The Honeymoon and Communist Victory in China

Real Heros May 1942.jpg

The American comic book Real Heroes published a flattering but inaccurate feature story about Chiang Kai-shek in its May 1942 issue. It concluded that "China under Chiang Kai-shek is now a valued ally of Uncle Sam's against the Japs."Courtesy of comicbookplus.com

A common enemy, Japan, consolidated the scattered good will between the Chinese and American peoples and transformed it into a comprehensive wartime alliance. In 1943, Congress repealed the Chinese Exclusion Act that had haunted Sino-US relations for six decades; American wartime propaganda elevated China’s Nationalist ruler, Chiang Kai-shek, to the rank of heroic world leaders.

Although Chinese students remained troubled by daily racism in America, they were nonetheless welcomed and accepted into the United States more than ever.

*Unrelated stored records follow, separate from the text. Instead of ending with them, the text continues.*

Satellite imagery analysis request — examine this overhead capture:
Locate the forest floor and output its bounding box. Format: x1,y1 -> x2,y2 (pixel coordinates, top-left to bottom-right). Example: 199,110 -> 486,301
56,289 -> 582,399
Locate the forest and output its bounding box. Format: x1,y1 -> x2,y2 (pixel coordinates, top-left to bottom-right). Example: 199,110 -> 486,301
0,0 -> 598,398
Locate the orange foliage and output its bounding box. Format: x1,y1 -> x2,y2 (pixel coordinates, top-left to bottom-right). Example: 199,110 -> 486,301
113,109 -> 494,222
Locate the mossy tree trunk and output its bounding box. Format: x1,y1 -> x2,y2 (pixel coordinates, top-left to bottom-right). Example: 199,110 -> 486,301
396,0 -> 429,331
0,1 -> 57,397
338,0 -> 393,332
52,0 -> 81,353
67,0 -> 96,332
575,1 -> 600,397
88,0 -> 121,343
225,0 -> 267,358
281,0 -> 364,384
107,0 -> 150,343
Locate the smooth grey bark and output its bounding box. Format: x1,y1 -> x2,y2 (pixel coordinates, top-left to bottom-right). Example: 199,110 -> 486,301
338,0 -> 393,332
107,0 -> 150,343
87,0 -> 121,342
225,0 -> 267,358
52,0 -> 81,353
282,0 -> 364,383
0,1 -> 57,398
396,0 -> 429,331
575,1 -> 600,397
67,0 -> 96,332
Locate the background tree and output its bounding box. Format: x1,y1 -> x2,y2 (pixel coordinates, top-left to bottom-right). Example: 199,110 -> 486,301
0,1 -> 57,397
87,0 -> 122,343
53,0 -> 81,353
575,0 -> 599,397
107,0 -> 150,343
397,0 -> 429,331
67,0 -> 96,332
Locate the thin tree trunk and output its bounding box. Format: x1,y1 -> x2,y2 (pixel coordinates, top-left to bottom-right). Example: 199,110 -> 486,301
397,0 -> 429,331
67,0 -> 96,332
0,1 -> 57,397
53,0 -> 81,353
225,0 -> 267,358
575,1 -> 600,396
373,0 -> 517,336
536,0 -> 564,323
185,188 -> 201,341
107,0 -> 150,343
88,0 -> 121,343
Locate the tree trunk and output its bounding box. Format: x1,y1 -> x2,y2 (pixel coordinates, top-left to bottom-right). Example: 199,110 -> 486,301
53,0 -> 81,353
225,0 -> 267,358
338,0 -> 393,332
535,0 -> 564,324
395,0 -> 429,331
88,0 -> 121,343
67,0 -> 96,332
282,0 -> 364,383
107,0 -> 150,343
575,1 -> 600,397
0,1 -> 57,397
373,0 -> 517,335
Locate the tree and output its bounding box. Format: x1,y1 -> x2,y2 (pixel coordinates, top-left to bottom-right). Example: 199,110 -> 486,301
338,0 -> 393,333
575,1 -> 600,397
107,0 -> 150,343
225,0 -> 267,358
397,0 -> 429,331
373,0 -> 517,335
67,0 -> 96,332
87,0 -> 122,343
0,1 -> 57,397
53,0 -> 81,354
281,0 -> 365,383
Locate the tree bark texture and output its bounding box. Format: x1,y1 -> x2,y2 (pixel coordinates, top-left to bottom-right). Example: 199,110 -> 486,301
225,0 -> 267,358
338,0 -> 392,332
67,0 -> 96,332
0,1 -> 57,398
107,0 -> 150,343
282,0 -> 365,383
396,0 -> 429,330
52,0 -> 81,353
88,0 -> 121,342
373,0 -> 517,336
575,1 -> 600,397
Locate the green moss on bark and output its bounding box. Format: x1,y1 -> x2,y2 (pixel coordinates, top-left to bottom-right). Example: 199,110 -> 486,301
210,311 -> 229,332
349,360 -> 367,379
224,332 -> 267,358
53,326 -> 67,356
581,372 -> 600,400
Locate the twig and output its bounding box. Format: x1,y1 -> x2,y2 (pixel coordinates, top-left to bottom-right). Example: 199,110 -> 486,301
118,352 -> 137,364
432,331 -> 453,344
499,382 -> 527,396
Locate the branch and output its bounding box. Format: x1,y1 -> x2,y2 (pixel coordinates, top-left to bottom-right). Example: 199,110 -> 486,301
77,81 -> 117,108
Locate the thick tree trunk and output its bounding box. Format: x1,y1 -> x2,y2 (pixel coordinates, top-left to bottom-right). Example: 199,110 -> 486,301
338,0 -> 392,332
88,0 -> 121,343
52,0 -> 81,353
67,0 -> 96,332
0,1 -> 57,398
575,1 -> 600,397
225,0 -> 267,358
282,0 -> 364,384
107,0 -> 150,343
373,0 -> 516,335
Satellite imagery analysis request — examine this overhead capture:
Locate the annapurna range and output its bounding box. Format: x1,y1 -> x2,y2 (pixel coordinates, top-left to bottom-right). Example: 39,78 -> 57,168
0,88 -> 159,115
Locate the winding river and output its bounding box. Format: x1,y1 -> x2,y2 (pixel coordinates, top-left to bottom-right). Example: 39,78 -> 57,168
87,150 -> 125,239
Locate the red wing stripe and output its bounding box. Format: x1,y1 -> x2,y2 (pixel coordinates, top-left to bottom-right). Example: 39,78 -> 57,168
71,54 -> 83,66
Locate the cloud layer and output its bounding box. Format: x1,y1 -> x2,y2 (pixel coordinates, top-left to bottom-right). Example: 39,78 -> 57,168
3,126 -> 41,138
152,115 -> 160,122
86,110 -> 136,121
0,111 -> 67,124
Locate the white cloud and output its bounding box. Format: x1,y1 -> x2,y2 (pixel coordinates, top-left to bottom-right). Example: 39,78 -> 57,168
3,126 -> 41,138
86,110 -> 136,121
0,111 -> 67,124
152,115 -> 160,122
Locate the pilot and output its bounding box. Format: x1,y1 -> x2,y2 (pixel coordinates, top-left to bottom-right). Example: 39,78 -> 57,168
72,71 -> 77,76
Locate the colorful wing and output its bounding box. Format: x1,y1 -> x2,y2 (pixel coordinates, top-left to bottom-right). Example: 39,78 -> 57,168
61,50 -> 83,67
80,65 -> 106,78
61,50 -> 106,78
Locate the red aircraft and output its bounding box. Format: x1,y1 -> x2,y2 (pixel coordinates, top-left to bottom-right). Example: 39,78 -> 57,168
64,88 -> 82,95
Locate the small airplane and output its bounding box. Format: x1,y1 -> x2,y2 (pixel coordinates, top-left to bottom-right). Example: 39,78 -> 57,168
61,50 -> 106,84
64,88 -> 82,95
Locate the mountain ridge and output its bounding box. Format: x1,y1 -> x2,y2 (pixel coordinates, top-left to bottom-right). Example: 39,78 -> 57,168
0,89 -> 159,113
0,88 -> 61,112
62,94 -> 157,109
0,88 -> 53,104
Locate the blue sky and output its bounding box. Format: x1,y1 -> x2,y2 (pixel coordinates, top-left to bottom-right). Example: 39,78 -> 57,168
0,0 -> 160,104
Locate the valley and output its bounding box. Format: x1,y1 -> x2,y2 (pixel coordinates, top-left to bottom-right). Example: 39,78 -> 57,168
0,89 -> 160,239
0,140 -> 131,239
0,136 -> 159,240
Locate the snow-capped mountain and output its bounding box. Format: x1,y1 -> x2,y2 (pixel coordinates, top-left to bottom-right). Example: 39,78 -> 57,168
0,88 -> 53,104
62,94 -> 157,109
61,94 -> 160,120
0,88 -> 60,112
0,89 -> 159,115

Governmental exchange programs also became regular. In 1944 and 1945 alone, “more than three thousand trainees from China arrived for military and technical training in fields ranging from aeronautical engineering to telecommunications in over 350 U.S. companies.” It is highly probable that Dr. Chang interacted with these trainees at the Glenn Martin Aircraft Company.

The Second World War ended in 1945, but a bloody civil war ensued between Communists and the incumbent Nationalist government. The war wreaked havoc until the fall of 1949, when a decisive Communist victory ended speculations of China’s future. Meanwhile, Chang’s alma mater, Northeastern University of China, ceased to exist after its fragmentation in exile and several mergers with other universities in the 1940s and early 1950s. When Dr. Chang earned his doctoral degree from Caltech in 1950, Theodore Roosevelt’s vision of a pro-American leadership in China had been cornered to the tiny island of Taiwan. The future of mainland China, a place Chang still called home, was to be decided by the vigorous Chinese Communist Party.

Mao_and_Marshall.jpg

A 1946 picture shows a rare moment of relaxation during George Marshall’s foredoomed mediation campaign between the Communist and Nationalist Forces in China. Second from the left stands China’s future leader for twenty-seven years, Mao Zedong. Fourth from the left is a conspicuously weary Marshall.